2012-04-04 02:00:00 | 音楽
Milton Nascimento : Vocals
Jose Marino : Bass
Joao Palma : Drums
Eumir Deodato : Organ
Herbie Hancock : Piano
Anamaria Valle : Vocals

1.Bridges (Travessia)
2.Vera Cruz
3.Tres Pontas
4.Outubro (October)
5.Courage
6.Rio Vermelho
7.Gira Girou (Round N' Round)
8.Morro Velho
9.Catavento
10.Cancao Do Sol (Saltworkers Song)
1969

75年にウェイン・ショーターのアルバム「ネイティブ・ダンサー」76年自身のCTIからの作品「ミルトン」が一般的には北米デビュー作品とされていますが、この作品がブラジルの巨星ミルトン・ナシメントの実質的なアメリカデビュー盤です。自信の作品としては3枚目・・・A&M(CTI)に見いだされたと言うことかも知れませんが、この時代のブラジルのミュージシャンはアメリカ嗜好(嗜好ではない、自分たちの音楽をアメリカで勝負させたいという意味で)が強かったと言うことですね。同郷のデオダートとジャズ界トップのハービー・ハンコックが参加しています。

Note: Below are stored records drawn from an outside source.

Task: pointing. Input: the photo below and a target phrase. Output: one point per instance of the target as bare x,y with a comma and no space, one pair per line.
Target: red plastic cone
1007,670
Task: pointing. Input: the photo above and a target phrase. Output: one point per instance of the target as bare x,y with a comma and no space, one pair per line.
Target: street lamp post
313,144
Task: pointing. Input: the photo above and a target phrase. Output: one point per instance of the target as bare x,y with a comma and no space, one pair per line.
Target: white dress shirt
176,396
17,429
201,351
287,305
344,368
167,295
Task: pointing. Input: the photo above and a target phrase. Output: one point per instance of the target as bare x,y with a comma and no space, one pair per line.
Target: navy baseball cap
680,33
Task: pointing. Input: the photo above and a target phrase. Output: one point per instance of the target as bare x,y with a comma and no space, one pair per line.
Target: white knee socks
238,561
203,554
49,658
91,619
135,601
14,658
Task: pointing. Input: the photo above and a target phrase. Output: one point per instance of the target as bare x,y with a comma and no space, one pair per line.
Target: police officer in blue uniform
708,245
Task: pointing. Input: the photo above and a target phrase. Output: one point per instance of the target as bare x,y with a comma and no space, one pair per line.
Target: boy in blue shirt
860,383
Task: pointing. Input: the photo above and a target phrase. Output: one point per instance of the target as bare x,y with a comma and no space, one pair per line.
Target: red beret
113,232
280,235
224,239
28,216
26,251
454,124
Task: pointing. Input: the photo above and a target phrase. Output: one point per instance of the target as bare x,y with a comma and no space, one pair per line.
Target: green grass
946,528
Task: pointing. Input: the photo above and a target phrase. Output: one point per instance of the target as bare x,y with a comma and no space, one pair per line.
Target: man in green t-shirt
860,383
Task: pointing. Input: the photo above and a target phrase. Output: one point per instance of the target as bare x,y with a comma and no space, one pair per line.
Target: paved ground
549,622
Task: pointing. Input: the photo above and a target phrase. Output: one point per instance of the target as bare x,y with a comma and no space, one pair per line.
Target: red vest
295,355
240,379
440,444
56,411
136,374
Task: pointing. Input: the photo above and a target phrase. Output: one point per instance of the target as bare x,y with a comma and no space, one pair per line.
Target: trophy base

1曲目 語る必要のない超名曲です。ユッタリとしたギターのコードに少し英語で硬さのある優しいボーカルが、とてつもなく優しく素敵なメロディーを口ずさむ。サビでの暖かな盛り上がりがとても素晴らしい。我が廃屋でも「トラベシアを聴きながら」と言う歌い文句を掲載していたことがありました。残念ながら英語バージョンですが、演奏の装飾が豪華な分違った魅力を感じ取れる気もします。ストリングスも効果的に使い、ボリューム感の有るゴージャスな(ラウンジ・ミュージック的な部分は好きですが)演奏に仕上げられています。ただ、ミナス・サウンド特有の雰囲気は少し薄まっていますし、ボルトガル語の歌(内容は不明)はほとんど覚えてしまっていますので、英語バージョンの違和感という意味では「仕方ないなぁ」と諦めています。しいて言えばアメリカ流のストリングスの処理が魅力的な気もします。

2曲目 朗々と歌う語りのボーカルが素晴らしい、雄大な大地を想い浮かべるイントロ。特徴的なアコギのカッティングに導かれテーマの旋律が始まります。スキャットがとても優しく流れますねぇ、少しベースが大きいかな。テンポを維持しながら曲調に素敵な変化が見られる曲。琴線に触れままくります。

3曲目 軽快なナンバー、軽やかなフルートが舞踊る短いイントロ、ボーカルパートはとても落ち着いた歌い方で、バックの軽快な演奏が目を引きます。(特にピアノの処理はいかにもブラジル的)テンポが落ち着きストリングスが絡むサビもムードタップリ。コンパクトながら素敵な小品。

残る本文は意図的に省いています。